Depois, resistir-lhes implica uma integridade, que, reconheço,
nem sempre se coaduna com a necessidade de sobrevivência.
As linhas
traçadas para o futuro deste país, nomeadamente ao nível da
Educação, são simplesmente desastrosas. Veja-se, por exemplo, a
preconizada privatização das Escolas (ninguém se iluda: é o
que está realmente a acontecer), que significará “apenas” a
destruição de um dos mais poderosos meios de mobilidade social
ascendente construído neste país no pós-25 de Abril e que
permitiu a vários jovens (entre os quais me incluo) continuar a
estudar e ensaiar construir um futuro diferente das raízes onde
nasceu. Com todas estas medidas, no mundo dos privados, as elites
poderão continuar a perpetuar-se (dinheiro gera dinheiro, poder
gera poder) e os desgraçados do berço poderão igualmente
perpetuar-se… na miséria. Estamos, afinal, perante um profundo
retrocesso civilizacional.
Os arautos que
nos desgovernam parecem efectivamente acreditar no efeito Mateus:
“Porque ao que tem, dar-se-á e terá em abundância; mas ao que
não tem, ser-lhe-á tirado até mesmo o que tem”. Será
que é apenas porque nunca conheceram o amargo de não ter? A
verdade é que – perdoem-me o desabafo – ninguém deveria
governar os outros sem conhecer o sabor da fome, sem sentir na
pele a verdadeira dimensão da realidade.
Neste último
parágrafo, debruçado entre a vida e a História, opto pelas
pontes que unam as duas construtoras da memória e,
consequentemente, de tudo o que somos. Recordando o meu próprio
percurso pessoal e daqueles que me são mais próximos, regresso à
História-ciência e História-docência a que um dia pensei,
ingenuamente, poder consagrar a vida, em regime de exclusividade.
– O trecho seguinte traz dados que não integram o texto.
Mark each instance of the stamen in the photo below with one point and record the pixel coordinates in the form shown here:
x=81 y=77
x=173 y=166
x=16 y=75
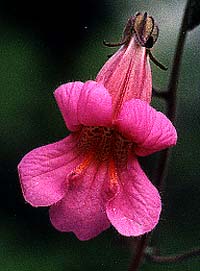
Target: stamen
x=81 y=167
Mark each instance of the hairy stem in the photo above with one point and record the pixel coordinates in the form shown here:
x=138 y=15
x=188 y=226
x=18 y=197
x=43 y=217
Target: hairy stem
x=170 y=98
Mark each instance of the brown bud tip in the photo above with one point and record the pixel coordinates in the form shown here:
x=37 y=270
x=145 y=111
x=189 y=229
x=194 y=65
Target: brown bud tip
x=143 y=28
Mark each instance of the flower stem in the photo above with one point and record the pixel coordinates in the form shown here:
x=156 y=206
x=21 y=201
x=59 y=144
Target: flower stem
x=171 y=102
x=174 y=258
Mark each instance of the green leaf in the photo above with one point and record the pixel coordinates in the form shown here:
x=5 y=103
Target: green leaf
x=193 y=14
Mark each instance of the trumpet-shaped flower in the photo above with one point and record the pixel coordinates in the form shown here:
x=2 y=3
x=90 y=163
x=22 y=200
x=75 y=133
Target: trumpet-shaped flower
x=92 y=178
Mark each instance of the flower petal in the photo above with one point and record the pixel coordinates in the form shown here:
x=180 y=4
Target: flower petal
x=88 y=104
x=67 y=96
x=127 y=74
x=95 y=105
x=136 y=208
x=43 y=172
x=82 y=210
x=149 y=129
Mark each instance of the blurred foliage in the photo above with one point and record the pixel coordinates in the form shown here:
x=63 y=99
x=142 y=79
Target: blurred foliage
x=40 y=48
x=193 y=18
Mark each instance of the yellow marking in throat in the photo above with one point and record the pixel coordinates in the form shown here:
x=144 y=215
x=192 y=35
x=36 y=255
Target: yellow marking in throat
x=112 y=173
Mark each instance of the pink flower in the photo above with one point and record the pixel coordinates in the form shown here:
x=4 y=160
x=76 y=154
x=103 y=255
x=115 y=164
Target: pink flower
x=92 y=178
x=127 y=74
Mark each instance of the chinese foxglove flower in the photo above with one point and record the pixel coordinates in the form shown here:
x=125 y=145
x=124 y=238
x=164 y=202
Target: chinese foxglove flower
x=92 y=178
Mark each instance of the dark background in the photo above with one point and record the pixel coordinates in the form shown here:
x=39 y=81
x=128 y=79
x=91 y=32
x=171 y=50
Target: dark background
x=45 y=44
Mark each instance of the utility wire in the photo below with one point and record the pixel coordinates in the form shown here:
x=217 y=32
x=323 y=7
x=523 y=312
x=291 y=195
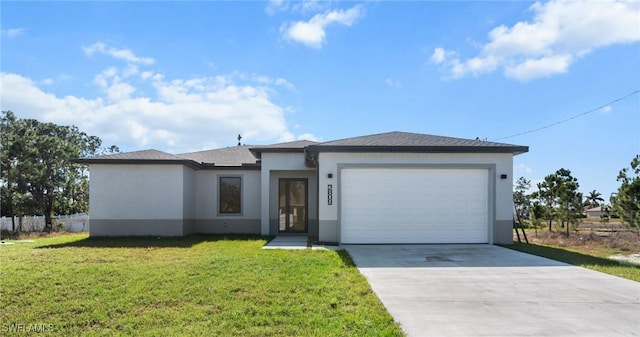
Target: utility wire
x=573 y=117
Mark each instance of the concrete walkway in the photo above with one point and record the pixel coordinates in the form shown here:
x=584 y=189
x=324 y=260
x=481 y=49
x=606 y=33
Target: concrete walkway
x=484 y=290
x=293 y=243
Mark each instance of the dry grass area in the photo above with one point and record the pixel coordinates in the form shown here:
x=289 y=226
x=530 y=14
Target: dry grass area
x=605 y=242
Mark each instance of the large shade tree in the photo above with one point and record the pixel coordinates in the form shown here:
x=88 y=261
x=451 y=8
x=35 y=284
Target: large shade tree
x=626 y=202
x=558 y=199
x=39 y=175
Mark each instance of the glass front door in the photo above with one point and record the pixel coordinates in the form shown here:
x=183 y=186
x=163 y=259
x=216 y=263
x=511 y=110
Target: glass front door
x=292 y=205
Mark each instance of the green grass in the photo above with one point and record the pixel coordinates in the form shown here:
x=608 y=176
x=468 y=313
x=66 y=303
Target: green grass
x=192 y=286
x=626 y=270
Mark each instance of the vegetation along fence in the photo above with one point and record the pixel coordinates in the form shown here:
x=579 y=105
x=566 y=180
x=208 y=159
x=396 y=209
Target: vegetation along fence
x=70 y=223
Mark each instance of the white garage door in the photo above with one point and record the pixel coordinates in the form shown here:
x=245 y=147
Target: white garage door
x=414 y=205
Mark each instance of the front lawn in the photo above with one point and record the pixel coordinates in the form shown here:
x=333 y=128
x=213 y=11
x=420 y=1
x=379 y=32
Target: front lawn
x=192 y=286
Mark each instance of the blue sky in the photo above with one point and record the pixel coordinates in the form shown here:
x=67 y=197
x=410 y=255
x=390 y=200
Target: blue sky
x=186 y=76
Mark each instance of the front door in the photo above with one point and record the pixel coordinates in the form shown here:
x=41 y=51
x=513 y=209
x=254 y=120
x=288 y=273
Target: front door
x=292 y=205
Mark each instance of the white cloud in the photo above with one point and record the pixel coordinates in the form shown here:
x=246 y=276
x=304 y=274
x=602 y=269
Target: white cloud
x=304 y=6
x=560 y=33
x=312 y=33
x=121 y=54
x=274 y=6
x=151 y=111
x=13 y=32
x=522 y=168
x=393 y=83
x=309 y=136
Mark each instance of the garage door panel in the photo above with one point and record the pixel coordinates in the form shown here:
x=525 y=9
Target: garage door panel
x=397 y=205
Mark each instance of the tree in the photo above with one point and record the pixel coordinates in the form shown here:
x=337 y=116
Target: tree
x=569 y=199
x=521 y=199
x=547 y=197
x=594 y=199
x=558 y=199
x=38 y=172
x=626 y=202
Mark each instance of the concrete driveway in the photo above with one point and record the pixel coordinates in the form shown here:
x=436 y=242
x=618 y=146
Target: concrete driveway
x=485 y=290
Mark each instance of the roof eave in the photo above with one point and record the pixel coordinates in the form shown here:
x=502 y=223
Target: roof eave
x=186 y=162
x=420 y=149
Regresso a todos os gigantes que continuam a transportar-nos aos
ombros. Regresso a esses gigantes, a tantos heróis do silêncio
do anonimato, que merecem, pelo menos, a nossa indignação. E
deles recupero uma lição que a História parece querer gritar-me
– se a indiferença vencer, o século XXI não será muito
diferente do século que o antecedeu: 1914-1918 – I Guerra
Mundial; 1939-1945 – II Guerra Mundial, Holocausto… Será
mesmo necessário continuar a escrever, sabendo que apenas este
último conflito terá provocado mais de 50 milhões de mortos e a
banalização do genocídio? Até quando a História e a vida
caminharão de costas voltadas dentro de cada um de nós?